The first part of this dissertation examines interactions between human topoisomerase IIα and covalent poisons. Thymoquinone, a natural product from black seed, acts as a covalent poison even in its complex herbal form. This suggests that its chemopreventive properties may be related to its effects on topoisomerases. Covalent poisons cannot enhance cleavage mediated by the catalytic core of topoisomerase IIα, but can still inhibit the enzyme if incubated with it prior to the addition of DNA. Therefore, covalent poisons appear to have multiple interaction sites within the enzyme, although not every interaction stabilizes cleavage complexes.

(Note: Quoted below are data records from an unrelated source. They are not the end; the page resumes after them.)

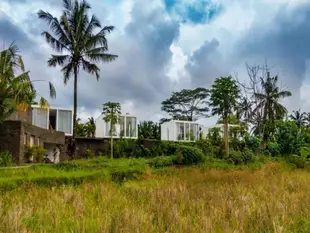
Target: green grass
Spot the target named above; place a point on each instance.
(213, 197)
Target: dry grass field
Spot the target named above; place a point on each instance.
(269, 199)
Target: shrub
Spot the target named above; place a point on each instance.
(6, 159)
(238, 157)
(305, 152)
(298, 161)
(273, 149)
(88, 154)
(162, 161)
(190, 155)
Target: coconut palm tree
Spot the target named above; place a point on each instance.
(269, 105)
(224, 95)
(307, 119)
(79, 47)
(17, 92)
(90, 127)
(298, 117)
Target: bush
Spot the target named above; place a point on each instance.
(88, 154)
(238, 157)
(273, 149)
(305, 152)
(190, 155)
(6, 159)
(298, 161)
(162, 161)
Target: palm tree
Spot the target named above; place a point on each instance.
(78, 46)
(17, 92)
(90, 127)
(111, 112)
(268, 104)
(224, 95)
(307, 119)
(298, 117)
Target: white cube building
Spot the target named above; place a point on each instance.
(126, 127)
(59, 119)
(176, 130)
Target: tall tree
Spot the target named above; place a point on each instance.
(188, 104)
(269, 105)
(224, 95)
(148, 130)
(111, 113)
(298, 117)
(17, 92)
(307, 119)
(73, 36)
(90, 127)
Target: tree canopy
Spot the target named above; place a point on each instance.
(78, 44)
(188, 104)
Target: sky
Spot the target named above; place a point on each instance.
(167, 45)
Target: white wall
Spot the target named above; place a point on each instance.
(100, 127)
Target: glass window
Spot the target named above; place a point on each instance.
(31, 141)
(121, 121)
(65, 121)
(180, 131)
(131, 127)
(187, 131)
(39, 117)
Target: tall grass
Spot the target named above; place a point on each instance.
(268, 199)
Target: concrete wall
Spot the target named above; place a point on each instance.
(11, 139)
(15, 134)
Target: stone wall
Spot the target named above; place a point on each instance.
(11, 139)
(14, 135)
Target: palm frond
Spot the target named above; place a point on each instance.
(57, 60)
(91, 68)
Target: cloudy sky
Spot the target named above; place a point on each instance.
(167, 45)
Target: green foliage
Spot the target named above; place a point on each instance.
(79, 40)
(253, 143)
(186, 104)
(190, 155)
(224, 95)
(289, 136)
(298, 161)
(238, 157)
(269, 104)
(17, 92)
(305, 152)
(162, 161)
(273, 149)
(6, 159)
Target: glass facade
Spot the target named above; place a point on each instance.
(40, 117)
(65, 121)
(131, 130)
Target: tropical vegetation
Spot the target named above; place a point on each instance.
(79, 40)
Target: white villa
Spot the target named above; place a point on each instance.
(59, 119)
(176, 130)
(221, 126)
(126, 127)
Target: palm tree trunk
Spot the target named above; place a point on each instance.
(226, 137)
(75, 102)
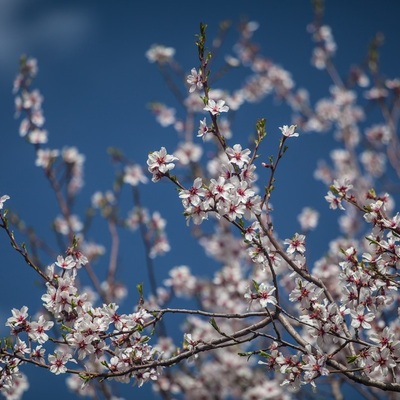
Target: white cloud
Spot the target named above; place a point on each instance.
(26, 25)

The second part of this dissertation describes the recognition of DNA geometry by bacterial type II topoisomerases. Bacillus anthracis gyrase relaxes overwound DNA quickly and processively while maintaining low levels of cleavage complexes, indicating that it is well suited to work on overwound DNA ahead of replication forks and tracking systems. Conversely, topoisomerase IV relaxes overwound DNA faster than underwound molecules but is unable to distinguish supercoil geometry during cleavage. Based on results with different constructs of Mycobacterium tuberculosis gyrase, it appears that the ability to distinguish supercoil geometry during cleavage is embedded within the N-terminal domain.

Finally, the last part of this dissertation describes the biochemical basis of interactions between quinolone antibacterials and B. anthracis gyrase. Results indicate that the primary interaction occurs through a conserved water-metal ion bridge. However, altering quinolone substituents can allow for new interactions and overcome resistance.